La sélection de Piano bleu...

Duo d’ETTÉ

Se retrouver

1 - Que feras-tu de ta vie ? A & M Bergman / M Legrand
2 - Le soleil et la lune Charles Trenet
3 - Se retrouver Éric Teruel
4 - Les amants de légende Alain Nadaud / Jérôme Lemonnier
5 - Cet enfant là Barbara / Roland Romanelli
6 - Comme un livre Éric Teruel
7 - À peine Barbara / Roland Romanelli
8 - Mazille Éric Teruel
9 - Quand on a que l'amour Jacques Brel
10 - La Ballade Irlandaise Eddy Marnay / Emil Stern

Emmanuelle Teruel, voix
Éric Teruel, piano et Rhodes

Ce disque "Se retrouver" est aussi l'occasion pour les amateurs de piano de retrouver un pianiste certes discret depuis la sortie, il y a plus de huit ans, de son disque en trio de jazz. Pourtant entre-temps Éric Teruel  a participé à nombreux projets ainsi la réorganisation du département de jazz d'un conservatoire, une tournée en sideman, et la musique de deux films, pour ne citer que quelques uns parmi tous ceux qu'il évoque à l'occasion d'un nouvel entretien à lire ci-dessous. A ses côtés, sa femme, Emmanuelle, violoniste, qui a abandonné momentanément son violon pour l'accompagner de sa voix tout à fait séduisante, claire et chaleureuse à la fois, et offrir avec lui ce duo d’ETTÉ qui porte en son coeur un soleil dont les rayons propagent une belle tendresse idéale pour les fêtes de fin d'année mais pas seulement. Encore une idée de cadeau à offrir en toutes saisons en fait ! C'est d'ailleurs un cadeau qui est à l'origine de ce disque, confie le pianiste....cliquez ici pour lire la suite et voir plusieurs vidéos

Éric Teruel
Solo
...avenir....

Le piano solo n'est pas la performance vers laquelle irait spontanément Éric TERUEL car il a avant tout une idée d'échange à travers la musique.
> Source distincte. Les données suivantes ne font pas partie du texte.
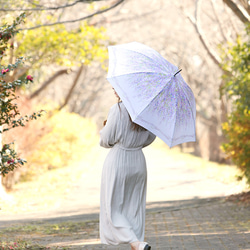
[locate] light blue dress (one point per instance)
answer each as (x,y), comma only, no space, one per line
(124,179)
Cet enregistrement est en fait l'enfant du hasard... alors qu'il réalisait une recherche de son pour son disque en trio : "Dreams from the real world". Mais à défaut ici d'échange avec ses habituels complices musiciens, l'échange avec le piano Fazioli s'est transformé en un très beau duo piano/pianiste...
Quelques idées de thèmes, de lignes mélodiques, ou de trames harmoniques, et un projet est né, autour de l'hommage à l'enfance et une interrogation sur le rapport de l'homme à l'avenir...
Qu'elles s'appellent Manon, Marina , Auriane ou Annah etc...tous les enfants/compositions d'Eric Teruel portent en eux une grande poésie et tendresse, qu' Éric Teruel et son piano dévoilent avec une très belle sonorité issue pour l'un de son toucher très doux, et pour l'autre son extrême sensibilité.
Ces rencontres enfantines mais aussi voyages tant dans le temps que géographiques, traversent parfois des moments d'insouciance, plus gais. Est-il nécessaire de préciser qu'Éric Teruel a une famille nombreuse et que ces prénoms sont pour beaucoup d'entre eux , ceux de ses véritables enfants. L'âge des enfants inspirateurs des morceaux s'abaisse au fur et à mesure de l'avancée du disque qui se termine par des points de suspension....
"L'enfant est l'avenir de l'homme"dit le poète ou "L'avenir est un enfant dans le sein. " selon un proverbe africain, on devine qu' Éric TERUEL a fait sien celui-ci... et c'est une nouvelle fois un véritable poéte/musicien que ce disque nous permet de rencontrer...car comme l'indique Riccardo DEL FRA dans le livret : "Eric TERUEL sait laisser parler l'enfant en lui et il sait le trouver aussi en nous, voyageurs conquis et témoins complices".
En attendant une plus grande diffusion, espérons-le à venir...vous pouvez en écouter des extraits et vous le procurer en cliquant sur l'image de sa pochette.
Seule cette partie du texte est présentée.